Yo La Tengo’s most recent record was 2015’s Stuff Like That There (QRO review) with original guitarist Dave Schramm, but perhaps as he wasn’t there, nothing from that mixture of covers, originals, and reworkings were played. However, the evening still began with a cover, from a group that is, among other things, a well-honed covers machine (with multiple covers records, including Stuff, Yo La Tengo Is Murdering the Classics, and Fakebook), Ace Frehley’s “Back In the New York Groove”. Sung by McNew (who only rarely sings lead), it was an upbeat way to start the show.
But this is Yo La Tengo, who thought nothing of delivering a mammoth jam for the next number. “Pass the Hatchet, I Think I’m Goodkind” from 2006’s I Am Not Afraid of You and I Will Beat Your Ass is a relative ‘hit’ (of course Yo La Tengo would have a long-named single from a long-named record…), but at SummerStage the band extended it with a jam from Kaplan. The jam included Kaplan playing to amp for distortion, taking his guitar off, leaving it on the amp while still on and humming, and picking up another guitar (the first one was eventually removed). Meanwhile, Hubley and McNew soldiered on, holding it down, as a good rhythm section should.
Admittedly, there were a number of jams on the evening, perhaps too many (photographers in the pit during “Hatchet” barely knew what to do with themselves, especially as it was only the second of the first three songs that they were shooting). Penultimate “Ohm” (from 2013’s Fade – QRO review) saw Kaplan go into the crowd to retrieve a guitar during all the time he had, while the subsequent “I Heard You Looking”, performed with openers Ultimate Painting (QRO photos), was an epic close. But there were also sweet moments like I Am Not Afraid’s “Black Flowers”, “All Your Secrets” from 2009’s Popular Songs (QRO review), and “Before We Run” from Fade.
And there was one more cover for the evening. After the encore return of Afraid’s “I Feel Like Going Home”, Kaplan welcomed a special guest – his mom! The younger Kaplan explained that the band had once yearly played eight shows during the nights of Hanukah at their hometown venue of Maxwell’s (QRO venue review) in Hoboken, New Jersey, only Maxwell’s is no more, but this December they’ll be bringing the run to Manhattan’s Bowery Ballroom (QRO venue review), 12th to 19th. Kaplan joked that his mother had it in her rider to only work on Jewish holidays, but was making an exception to give the crowd a taste of the holiday shows, as she joined Yo La Tengo for their cover of Anita Bryant’s “My Little Corner of the World” (from 1997’s I Can Hear the Heart Beating As One).
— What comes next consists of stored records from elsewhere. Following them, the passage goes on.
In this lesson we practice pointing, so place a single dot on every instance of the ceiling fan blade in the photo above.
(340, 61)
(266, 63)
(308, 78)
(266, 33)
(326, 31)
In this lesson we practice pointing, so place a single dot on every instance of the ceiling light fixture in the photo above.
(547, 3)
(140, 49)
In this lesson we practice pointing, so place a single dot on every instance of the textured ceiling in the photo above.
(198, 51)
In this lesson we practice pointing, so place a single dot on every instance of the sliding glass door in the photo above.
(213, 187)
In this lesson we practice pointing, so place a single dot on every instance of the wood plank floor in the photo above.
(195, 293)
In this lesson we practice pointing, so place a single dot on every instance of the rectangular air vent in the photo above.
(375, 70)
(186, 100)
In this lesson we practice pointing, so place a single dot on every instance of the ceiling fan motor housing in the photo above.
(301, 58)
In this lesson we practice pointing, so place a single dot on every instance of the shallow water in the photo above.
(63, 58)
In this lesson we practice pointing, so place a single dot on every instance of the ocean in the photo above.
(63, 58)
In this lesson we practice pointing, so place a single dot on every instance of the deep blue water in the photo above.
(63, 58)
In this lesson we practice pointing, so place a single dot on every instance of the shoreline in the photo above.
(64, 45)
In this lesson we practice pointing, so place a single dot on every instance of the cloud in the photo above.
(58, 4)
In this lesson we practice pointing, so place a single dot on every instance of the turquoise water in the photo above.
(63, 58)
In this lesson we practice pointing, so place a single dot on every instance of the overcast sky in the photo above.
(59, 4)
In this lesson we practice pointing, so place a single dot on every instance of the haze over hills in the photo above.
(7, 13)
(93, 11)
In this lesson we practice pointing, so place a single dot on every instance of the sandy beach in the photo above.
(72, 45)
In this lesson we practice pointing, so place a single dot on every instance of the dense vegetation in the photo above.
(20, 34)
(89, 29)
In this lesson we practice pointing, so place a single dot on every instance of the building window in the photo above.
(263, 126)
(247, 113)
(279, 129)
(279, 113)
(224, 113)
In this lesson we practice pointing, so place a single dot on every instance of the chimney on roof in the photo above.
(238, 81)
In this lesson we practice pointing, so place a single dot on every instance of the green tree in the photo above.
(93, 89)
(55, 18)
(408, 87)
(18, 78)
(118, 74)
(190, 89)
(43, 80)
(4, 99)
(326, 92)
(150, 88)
Kaplan did have the band’s longevity on mind, remarking that it was twenty-six years since McNew joined the band, and talked about other long-ago shows, such as seeing Sha Na Na at Central Park’s nearby Wollman Rink (McNew, on the other hand, joked about all the work they’d done on the video playing behind them – it was just their name up there). There are few acts that have stayed together, no break-ups & reunions, than Yo La Tengo (especially when one considers that two-thirds of them – Hubley & Kaplan – are married, usually a recipe for a band’s dissolution…). And Central Park might be the most famous park in America, if not the world. It was really nice to see the two of them come together.